Page 22 of The Last Letter of Rachel Ellsworth
She dropped the umbrella in a stand by the door and wandered in, just looking curiously until she got the hang of it, then climbed a set of stairs and wandered that level, too, then headed back down to history and local history, which of course showcased titles from the Bloomsbury group.
Despite her study of Elsie, she hadn’t read much by the rest of the group, so she browsed several books—poetry and criticism and novels and gardening.
She picked up a slender copy of Virginia Woolf’s A Room of One’s Own , which she probably should already have read, but hadn’t, and a travel book by Vita Sackville-West, Passenger to Tehran , which seemed appropriate.
Her body settled as she wandered. Her breath slowed, her joints loosened.
In the coffee shop, she bought a flat white and took it to a table by the window, where she leafed through Country Living , pages and pages and pages of genteel rustic beauty—gardens and farmhouse tables set with linens and old plates and fat candles. Such a relief!
Magazines had been a lifeline for her as a teen.
In those pages, she spied a different kind of life, one with healthy food and kindly light and flowers snipped from the garden.
Of course she’d fallen hard for Spence’s family home!
Drinking her coffee, she thought about the home she’d created there, the garden beds she’d planted.
They’d been worthy renditions, and she could take some pride in that.
She considered Elsie, who’d been forced to leave a home she loved in India, then another she loved in England, and finally was forced into a role she didn’t want in a country that never felt like home.
But she’d made the best of it. Only a handful of her paintings survived, but they were widely acknowledged to be masterful.
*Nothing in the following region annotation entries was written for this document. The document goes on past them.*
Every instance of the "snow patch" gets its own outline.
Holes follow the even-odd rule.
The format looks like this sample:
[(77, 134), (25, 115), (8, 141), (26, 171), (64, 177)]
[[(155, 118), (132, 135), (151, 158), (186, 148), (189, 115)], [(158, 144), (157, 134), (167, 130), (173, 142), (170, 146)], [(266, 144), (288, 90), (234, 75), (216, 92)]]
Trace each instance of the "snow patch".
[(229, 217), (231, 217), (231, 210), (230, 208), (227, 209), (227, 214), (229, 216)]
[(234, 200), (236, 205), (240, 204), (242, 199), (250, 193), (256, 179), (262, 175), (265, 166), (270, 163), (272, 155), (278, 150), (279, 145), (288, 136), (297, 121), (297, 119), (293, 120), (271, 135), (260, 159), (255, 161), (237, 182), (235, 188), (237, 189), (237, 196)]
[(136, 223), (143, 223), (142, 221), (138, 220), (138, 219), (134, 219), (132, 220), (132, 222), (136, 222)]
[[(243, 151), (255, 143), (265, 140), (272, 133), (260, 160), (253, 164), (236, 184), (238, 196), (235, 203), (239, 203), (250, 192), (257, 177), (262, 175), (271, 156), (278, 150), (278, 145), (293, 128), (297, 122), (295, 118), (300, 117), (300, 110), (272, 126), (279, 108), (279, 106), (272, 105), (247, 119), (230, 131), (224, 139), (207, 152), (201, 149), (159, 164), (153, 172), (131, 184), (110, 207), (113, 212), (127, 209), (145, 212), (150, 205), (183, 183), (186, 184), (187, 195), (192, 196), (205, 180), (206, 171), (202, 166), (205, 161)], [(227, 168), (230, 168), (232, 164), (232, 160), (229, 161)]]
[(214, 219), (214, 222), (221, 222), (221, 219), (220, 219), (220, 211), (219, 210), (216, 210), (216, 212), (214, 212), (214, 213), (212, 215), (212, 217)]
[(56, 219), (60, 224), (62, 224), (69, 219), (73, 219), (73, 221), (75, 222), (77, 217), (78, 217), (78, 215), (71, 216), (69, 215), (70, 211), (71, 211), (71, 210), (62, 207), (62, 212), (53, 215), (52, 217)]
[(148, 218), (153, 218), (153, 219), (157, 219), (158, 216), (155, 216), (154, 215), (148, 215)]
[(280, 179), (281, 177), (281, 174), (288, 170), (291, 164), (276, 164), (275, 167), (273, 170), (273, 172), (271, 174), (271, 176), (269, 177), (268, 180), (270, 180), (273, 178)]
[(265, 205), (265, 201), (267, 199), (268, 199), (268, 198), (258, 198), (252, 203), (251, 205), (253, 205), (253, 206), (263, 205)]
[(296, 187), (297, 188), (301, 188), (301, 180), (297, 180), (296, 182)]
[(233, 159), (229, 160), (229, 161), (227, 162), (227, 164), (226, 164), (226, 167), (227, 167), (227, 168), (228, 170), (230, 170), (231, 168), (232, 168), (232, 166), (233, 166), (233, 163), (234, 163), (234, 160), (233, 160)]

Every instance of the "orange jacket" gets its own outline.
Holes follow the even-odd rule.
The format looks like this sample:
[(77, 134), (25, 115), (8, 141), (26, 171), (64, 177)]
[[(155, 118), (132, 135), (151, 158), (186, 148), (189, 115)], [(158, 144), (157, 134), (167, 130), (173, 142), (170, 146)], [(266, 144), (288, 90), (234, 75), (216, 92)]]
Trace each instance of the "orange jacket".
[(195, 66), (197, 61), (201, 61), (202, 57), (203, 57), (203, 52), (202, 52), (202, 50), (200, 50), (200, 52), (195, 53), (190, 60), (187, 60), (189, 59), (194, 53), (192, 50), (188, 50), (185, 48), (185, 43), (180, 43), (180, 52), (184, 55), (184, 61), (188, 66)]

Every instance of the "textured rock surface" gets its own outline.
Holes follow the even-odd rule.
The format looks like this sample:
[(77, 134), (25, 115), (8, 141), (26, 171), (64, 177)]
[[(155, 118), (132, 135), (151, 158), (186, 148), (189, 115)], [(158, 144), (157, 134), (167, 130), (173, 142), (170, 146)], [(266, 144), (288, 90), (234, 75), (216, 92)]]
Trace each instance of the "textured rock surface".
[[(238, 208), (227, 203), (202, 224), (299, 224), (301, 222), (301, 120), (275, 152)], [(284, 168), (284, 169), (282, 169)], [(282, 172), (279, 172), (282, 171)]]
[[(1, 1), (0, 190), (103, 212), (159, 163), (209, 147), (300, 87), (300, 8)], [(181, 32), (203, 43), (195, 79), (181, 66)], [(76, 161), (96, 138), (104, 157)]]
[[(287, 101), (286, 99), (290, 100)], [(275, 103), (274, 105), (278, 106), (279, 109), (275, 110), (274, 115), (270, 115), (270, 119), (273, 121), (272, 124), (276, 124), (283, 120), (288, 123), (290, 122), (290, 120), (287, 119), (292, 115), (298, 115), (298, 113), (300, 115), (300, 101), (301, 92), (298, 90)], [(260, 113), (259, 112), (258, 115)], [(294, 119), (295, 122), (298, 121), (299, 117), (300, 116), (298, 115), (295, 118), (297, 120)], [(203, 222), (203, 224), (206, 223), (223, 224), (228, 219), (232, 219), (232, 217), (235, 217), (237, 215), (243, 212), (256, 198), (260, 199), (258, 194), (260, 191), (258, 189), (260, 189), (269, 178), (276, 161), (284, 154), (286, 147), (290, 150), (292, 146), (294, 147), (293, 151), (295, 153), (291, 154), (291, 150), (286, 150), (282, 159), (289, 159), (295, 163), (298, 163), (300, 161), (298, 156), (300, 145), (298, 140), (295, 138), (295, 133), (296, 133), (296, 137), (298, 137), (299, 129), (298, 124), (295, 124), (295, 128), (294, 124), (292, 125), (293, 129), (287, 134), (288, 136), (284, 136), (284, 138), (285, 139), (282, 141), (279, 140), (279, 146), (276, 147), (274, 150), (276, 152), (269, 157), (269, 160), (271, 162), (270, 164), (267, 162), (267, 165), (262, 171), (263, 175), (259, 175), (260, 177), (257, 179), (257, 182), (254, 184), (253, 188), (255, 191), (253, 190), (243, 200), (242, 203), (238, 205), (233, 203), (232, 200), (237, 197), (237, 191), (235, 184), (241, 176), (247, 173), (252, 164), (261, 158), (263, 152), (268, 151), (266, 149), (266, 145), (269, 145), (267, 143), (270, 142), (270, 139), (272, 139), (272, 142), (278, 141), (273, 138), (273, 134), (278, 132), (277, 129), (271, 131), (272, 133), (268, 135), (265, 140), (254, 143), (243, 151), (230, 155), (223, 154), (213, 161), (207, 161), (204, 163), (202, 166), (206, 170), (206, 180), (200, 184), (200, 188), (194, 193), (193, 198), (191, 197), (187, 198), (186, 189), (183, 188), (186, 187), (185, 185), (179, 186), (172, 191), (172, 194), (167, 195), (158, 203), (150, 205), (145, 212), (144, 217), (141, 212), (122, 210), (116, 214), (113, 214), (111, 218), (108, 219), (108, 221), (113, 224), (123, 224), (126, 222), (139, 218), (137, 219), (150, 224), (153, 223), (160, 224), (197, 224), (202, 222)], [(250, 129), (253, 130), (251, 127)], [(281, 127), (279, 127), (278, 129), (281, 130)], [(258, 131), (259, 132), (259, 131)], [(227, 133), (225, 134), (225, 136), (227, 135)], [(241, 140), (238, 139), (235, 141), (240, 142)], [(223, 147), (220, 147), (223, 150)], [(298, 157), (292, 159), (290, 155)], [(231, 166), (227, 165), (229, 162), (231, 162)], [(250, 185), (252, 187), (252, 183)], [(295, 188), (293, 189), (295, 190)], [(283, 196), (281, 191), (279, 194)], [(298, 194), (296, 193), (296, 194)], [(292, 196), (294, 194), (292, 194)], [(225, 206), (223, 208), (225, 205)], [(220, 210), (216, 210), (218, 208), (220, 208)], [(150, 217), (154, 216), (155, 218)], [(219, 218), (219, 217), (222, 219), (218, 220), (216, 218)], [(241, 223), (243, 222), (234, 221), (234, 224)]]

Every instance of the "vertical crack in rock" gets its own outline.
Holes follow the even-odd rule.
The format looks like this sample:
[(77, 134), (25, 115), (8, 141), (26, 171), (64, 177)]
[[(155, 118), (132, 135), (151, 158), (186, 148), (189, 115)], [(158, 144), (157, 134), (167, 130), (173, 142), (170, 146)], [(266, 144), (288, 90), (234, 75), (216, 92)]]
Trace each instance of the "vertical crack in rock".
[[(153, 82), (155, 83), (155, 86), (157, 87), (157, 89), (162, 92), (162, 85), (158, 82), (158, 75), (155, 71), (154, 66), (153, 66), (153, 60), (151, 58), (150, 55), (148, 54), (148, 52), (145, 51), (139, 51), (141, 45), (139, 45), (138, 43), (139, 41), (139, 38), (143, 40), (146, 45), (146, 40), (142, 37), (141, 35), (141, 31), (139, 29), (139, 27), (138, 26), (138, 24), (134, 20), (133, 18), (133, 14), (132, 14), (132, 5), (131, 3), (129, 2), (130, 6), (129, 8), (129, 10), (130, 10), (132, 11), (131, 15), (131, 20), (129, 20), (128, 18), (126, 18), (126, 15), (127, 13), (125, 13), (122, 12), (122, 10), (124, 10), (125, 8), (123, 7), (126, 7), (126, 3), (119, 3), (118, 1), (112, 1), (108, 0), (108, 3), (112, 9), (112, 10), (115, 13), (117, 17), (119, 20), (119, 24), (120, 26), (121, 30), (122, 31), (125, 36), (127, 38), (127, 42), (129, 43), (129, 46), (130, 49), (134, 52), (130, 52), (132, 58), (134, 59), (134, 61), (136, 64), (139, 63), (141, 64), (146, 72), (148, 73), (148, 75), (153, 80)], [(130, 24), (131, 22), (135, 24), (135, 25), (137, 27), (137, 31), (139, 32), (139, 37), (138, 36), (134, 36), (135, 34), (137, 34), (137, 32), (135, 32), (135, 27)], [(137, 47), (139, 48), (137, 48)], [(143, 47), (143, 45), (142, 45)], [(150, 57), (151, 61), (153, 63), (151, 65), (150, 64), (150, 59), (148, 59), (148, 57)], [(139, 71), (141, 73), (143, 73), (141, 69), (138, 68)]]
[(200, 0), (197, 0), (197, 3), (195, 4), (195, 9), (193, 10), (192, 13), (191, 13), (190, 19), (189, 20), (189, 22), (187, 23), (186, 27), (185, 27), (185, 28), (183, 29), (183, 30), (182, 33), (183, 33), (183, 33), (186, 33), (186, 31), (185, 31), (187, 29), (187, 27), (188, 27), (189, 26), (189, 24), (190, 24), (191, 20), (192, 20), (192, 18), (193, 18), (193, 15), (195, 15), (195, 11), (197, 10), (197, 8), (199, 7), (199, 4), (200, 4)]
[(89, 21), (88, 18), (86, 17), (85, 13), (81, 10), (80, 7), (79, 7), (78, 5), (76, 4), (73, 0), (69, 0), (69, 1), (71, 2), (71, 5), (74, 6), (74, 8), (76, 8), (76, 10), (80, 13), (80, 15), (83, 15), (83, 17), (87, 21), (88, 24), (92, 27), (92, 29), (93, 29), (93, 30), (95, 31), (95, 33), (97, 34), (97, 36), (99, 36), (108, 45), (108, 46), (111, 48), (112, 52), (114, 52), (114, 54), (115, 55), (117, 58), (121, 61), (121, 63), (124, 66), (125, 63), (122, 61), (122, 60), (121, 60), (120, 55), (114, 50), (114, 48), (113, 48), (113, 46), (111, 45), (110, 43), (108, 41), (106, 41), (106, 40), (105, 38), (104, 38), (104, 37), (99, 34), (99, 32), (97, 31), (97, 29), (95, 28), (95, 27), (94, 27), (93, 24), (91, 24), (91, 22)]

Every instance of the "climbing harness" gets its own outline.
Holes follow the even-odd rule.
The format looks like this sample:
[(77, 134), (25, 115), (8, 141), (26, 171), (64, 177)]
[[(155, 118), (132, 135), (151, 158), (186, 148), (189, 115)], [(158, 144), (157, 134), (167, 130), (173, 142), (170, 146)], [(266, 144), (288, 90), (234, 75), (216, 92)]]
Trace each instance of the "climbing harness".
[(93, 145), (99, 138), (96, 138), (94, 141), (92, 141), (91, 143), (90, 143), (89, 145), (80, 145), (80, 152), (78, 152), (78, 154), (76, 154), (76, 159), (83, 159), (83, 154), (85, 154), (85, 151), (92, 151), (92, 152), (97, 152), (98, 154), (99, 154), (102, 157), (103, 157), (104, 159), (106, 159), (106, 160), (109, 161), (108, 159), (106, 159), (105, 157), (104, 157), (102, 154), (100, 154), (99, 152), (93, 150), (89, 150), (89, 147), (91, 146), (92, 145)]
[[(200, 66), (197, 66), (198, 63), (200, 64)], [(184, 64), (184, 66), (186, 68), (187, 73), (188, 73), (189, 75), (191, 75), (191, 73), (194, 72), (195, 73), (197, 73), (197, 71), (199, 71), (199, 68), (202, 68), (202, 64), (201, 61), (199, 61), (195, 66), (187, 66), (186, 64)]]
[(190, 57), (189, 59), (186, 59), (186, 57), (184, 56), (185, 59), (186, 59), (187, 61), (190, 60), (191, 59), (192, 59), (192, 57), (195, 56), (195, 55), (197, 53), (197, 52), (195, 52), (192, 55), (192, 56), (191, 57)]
She’d done her best with what she had.
Veronica sat back in her seat, sipping milky coffee as she watched people hurry by in the rain. The life she had loved so much was gone. Really and truly gone. She would never have it back.
So what now? She didn’t have some wild artistic talent to pour her loss into. She might be able to write the thesis, finally, but was that what she really wanted?
She had no idea. What in the world was she going to do with the next thirty or forty years?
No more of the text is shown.